José Menezes, Hundred Umbrellas

Cheio de contrastes e surpresas dinâmicas, com um enorme vigor nas linhas de saxofone e trompete, e a explosividade de um combo guitarra/baixo/bateria com tremenda rodagem, este estudo de José Menezes à obra de Erik Satie é um dos grandes exercícios da música nacional em 2022.

O mais recente de José Menezes, “Hundred Umbrellas”, é totalmente inspirado na música de Erik Satie. Os temas, com excepção de “The Last Umbrella”, que encerra o álbum, são todos composições do vanguardista pianista clássico francês. Os arranjos são de Menezes.
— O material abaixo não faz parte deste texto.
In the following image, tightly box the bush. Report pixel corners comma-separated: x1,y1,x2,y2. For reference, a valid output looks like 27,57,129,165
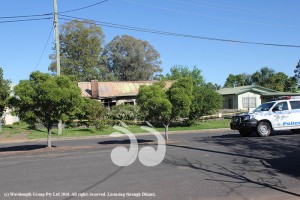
93,119,107,131
108,105,144,121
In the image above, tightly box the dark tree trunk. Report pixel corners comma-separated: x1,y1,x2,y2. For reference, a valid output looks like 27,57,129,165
164,123,170,142
47,128,52,148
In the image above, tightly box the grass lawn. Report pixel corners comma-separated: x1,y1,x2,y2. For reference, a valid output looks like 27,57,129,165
0,119,230,139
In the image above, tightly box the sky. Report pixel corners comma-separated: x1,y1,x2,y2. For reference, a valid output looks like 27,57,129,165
0,0,300,86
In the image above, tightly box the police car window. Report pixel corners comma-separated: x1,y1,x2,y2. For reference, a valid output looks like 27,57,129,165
290,101,300,110
253,102,275,112
273,101,289,111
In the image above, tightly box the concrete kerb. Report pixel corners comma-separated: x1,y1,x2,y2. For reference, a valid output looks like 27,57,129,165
0,128,230,144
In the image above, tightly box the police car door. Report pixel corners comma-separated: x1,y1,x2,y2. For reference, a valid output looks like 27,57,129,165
272,101,291,130
285,100,300,129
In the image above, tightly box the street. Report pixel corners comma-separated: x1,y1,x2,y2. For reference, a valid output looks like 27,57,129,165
0,130,300,200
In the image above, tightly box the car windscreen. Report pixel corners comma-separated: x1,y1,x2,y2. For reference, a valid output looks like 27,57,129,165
253,102,276,112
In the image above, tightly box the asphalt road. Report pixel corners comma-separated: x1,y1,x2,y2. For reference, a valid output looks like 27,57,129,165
0,130,300,200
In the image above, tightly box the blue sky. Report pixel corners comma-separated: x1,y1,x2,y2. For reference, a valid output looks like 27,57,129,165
0,0,300,85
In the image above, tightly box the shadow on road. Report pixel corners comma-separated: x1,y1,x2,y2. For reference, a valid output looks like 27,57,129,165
98,139,153,145
0,145,55,152
164,131,300,197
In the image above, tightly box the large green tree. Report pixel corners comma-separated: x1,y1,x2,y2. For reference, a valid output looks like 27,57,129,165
10,72,82,147
224,67,297,92
294,60,300,84
189,84,223,121
0,67,10,118
49,20,109,81
224,73,252,88
138,78,193,140
162,65,205,86
103,35,161,81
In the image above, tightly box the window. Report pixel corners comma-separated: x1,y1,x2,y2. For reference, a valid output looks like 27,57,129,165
290,101,300,110
243,97,256,108
273,101,289,112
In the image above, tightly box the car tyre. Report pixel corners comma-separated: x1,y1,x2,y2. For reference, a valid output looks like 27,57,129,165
256,122,272,137
291,129,300,134
239,130,252,137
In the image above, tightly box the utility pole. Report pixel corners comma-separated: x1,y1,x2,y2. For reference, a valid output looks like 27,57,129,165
53,0,60,76
53,0,62,135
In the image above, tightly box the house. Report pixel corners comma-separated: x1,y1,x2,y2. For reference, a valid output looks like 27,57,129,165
0,84,20,126
217,85,299,111
78,80,172,107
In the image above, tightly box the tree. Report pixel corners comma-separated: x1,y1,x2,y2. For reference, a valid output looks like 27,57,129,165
49,20,109,81
224,73,252,88
162,65,205,85
251,67,275,88
103,35,161,81
138,78,193,140
0,67,10,117
189,85,223,121
294,60,300,84
76,97,107,126
10,72,82,147
224,67,297,92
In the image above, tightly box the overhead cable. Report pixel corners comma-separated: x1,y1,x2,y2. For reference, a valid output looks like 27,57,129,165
60,14,300,48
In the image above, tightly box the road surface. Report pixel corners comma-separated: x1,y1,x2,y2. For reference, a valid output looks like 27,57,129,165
0,130,300,200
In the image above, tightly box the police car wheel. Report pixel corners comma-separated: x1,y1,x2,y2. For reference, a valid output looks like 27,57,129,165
239,130,252,137
257,122,272,137
291,129,300,134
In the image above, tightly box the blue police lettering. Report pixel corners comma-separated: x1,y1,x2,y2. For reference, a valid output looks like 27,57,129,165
283,121,300,126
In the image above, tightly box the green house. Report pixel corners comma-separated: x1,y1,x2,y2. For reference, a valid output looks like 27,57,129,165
217,85,300,111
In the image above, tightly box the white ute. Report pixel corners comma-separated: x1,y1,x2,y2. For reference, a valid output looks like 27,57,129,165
230,96,300,137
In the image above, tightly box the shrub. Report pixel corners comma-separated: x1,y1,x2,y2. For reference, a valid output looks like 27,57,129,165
108,105,143,121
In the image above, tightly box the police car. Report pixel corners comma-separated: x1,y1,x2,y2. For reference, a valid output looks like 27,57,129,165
230,96,300,137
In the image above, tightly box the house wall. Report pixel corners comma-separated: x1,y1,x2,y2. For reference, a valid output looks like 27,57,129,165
2,109,20,125
238,92,261,112
223,95,238,109
223,92,261,111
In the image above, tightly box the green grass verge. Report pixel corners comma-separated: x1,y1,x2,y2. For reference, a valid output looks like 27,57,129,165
2,119,230,139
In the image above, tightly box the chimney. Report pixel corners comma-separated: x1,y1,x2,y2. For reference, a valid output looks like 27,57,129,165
91,80,99,99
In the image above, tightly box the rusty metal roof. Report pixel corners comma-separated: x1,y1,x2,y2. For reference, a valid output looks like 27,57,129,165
78,81,172,98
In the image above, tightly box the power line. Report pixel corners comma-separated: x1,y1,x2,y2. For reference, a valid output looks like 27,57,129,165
0,13,53,19
34,26,53,71
0,17,52,24
60,0,109,13
60,15,300,48
0,0,109,22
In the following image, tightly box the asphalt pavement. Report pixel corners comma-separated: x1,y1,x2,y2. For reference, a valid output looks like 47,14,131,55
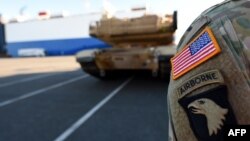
0,57,168,141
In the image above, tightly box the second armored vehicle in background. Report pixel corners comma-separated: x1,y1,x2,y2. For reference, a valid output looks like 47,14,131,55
76,12,177,79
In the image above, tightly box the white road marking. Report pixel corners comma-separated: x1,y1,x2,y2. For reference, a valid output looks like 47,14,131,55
54,78,133,141
0,73,60,88
0,75,89,107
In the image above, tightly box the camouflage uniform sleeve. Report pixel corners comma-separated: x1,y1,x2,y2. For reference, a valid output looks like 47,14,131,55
168,0,250,141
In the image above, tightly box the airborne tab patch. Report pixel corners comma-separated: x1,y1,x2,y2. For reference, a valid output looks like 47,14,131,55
171,27,221,80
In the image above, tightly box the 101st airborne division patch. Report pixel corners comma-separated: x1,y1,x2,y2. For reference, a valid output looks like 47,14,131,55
171,27,221,80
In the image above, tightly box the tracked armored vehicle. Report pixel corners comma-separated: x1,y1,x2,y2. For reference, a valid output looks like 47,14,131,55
76,12,177,79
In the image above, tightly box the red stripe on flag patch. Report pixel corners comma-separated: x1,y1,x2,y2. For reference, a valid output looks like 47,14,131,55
171,27,221,80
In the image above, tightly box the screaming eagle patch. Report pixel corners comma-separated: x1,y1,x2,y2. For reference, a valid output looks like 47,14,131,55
176,70,224,98
171,27,221,80
179,85,236,141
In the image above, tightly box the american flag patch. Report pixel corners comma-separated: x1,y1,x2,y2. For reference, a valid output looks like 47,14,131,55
171,27,221,80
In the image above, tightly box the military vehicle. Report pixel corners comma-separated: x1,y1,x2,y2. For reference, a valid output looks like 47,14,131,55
76,11,177,79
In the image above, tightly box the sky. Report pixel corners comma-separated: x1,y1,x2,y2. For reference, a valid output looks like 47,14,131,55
0,0,223,41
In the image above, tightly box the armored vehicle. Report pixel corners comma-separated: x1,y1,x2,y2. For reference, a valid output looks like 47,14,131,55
76,11,177,79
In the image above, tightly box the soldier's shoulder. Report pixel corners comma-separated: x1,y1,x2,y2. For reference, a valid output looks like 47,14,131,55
201,0,250,18
177,0,250,50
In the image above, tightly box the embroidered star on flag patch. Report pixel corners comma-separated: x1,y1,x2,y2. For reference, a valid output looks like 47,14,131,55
171,27,221,80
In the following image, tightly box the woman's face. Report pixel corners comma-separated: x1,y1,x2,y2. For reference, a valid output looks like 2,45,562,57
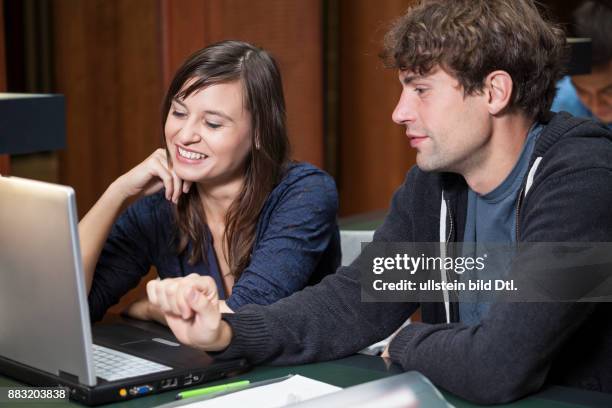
164,80,251,184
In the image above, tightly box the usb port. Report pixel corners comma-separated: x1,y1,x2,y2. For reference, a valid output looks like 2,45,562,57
159,377,178,390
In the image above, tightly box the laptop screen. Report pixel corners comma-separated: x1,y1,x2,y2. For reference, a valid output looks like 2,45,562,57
0,176,96,385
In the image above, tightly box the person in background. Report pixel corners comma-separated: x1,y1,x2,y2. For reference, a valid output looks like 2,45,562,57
551,0,612,129
79,41,340,323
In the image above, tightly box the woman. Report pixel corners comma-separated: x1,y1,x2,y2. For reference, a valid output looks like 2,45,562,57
79,41,340,322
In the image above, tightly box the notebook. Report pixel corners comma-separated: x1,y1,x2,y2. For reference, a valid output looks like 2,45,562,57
0,176,246,405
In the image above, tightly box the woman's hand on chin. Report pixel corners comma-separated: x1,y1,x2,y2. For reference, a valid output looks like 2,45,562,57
112,149,192,204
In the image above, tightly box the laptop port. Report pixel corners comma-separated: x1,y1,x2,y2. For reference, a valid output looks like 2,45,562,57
129,385,153,395
159,377,178,390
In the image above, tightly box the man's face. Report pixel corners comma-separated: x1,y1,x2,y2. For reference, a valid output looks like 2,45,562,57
392,68,492,176
572,61,612,123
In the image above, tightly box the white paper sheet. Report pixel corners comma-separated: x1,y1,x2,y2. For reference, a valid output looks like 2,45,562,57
178,375,342,408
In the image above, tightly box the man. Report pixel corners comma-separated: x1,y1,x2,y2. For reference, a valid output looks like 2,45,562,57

É quase um exercício académico que o saxofonista cumpre com a serenidade e a eloquência musical de quem, de resto, está ligado ao ensino musical há cerca de quatro décadas. Consigo, neste disco, estão alguns dos mais criativos músicos do jazz nacional: Gonçalo Marques (trompete), Mário Delgado (guitarra), Carlos Barretto (baixo) e José Salgueiro (bateria).

“Gnossienne #4” transporta-nos para uma atmosfera requintada, cheia de acordes abertos e com os compassos algo “livres”. Nos overtones na primeira parte de “Fils De Étoiles” e no disparo propulsivo, na segunda metade da canção, entramos num território mais vibrante, com as harmonizações de guitarra, saxofone e trompete, a soarem épicas e a culminarem num fulminante exercício modal nas seis cordas e, na sequência, no caloroso protagonismo do saxofone. “Gymnopédie #2/Erik Shakty”segue uma estrutura semelhante: primeiro uma soturna densidade atmosférica; depois a explosão de ritmo, com as melodias e os solos dos sopros, quer as madeiras de Menezes, quer os metais de Marques, a soarem triunfais e grandiosos ao ponto de determinarem a chegada de guitarra com distorção e um cheirinho de reverse delay. Transportando algumas correntes orientais/indianas (de resto, intuídas no título) e dissonâncias que chocam contra as melodias, este tema é o pináculo da intensidade instrumental do álbum.

A bem-humorada “Redite (from ‘Trois Morceaux en Forme de Poire’)”, com um backdrop de cabaret moulin rougesco é o momento em que os baixos de Barreto, até aqui a construirem dinâmicas redes entre harmonia e ritmo, são colocadas sobre maior escrutínio com direito a solo. Perpassa, nos leads de cada um dos instrumentistas, um sentido de diversão e de algum acaso no controlo do caos, surgindo sinestesias com a Belle Époque e com os maneirismos dos cavalheiros europeus, entregues à boémia, a beberem excessivamente absinto e a sucumbirem aos encantos de bailarinas e cortesãs. Que uma peça musical consiga criar tão vívida imagem mental, é o maior elogio que pode ser feito a este disco. De acordo com as notas de José Menezes, “Gymnopedie #1”, escrita em 1988, «é talvez a mais popular das composições de Satie. É aqui apresentada com várias transfigurações melódicas e harmónicas, num compasso 5/4, em vez do seu tranquilo e plácido andamento original». Acrescentaríamos apenas que se tudo começa com o envolvimento da guitarra e dos bonitos harmónicos artificiais com que Delgado pontua o dedilhado de introdução, este é o tema ritmicamente mais explosivo, com José Salgueiro a manifestar-se exuberantemente portentoso (o solo que encerra a malha é prodigioso) e extraordinariamente cirúrgico nos pratos.

Por fim, a composição original de Menezes, “The Last Umbrella”. Uma extravagante fantasia livre de amarras matemáticas, com o angular solo de Barretto como epílogo. Uma revelação de tudo aquilo que cada um dos músicos que interpretam este trabalho lhe vieram oferecer. Da nossa parte, de Delgado, Barretto e Salgueiro, sabíamos (mais ou menos) o que podíamos esperar.

Já de Menezes, nem tanto (apenas contactámos com a sua linguagem através dos álbuns dos All Stars de Michael Lauren), e muito menos de Marques. A verdade é que o saxofonista e o trompetista soam sumptuosamente coesos conjuntamente, com um grande som e uma dinâmica vigorosa oferecida pelo equilíbrio da mistura de Nelson Canoa – que captou, misturou e masterizou este discaço no seu estúdio, de rajada, nos dias 05 e 06 de Maio de 2022.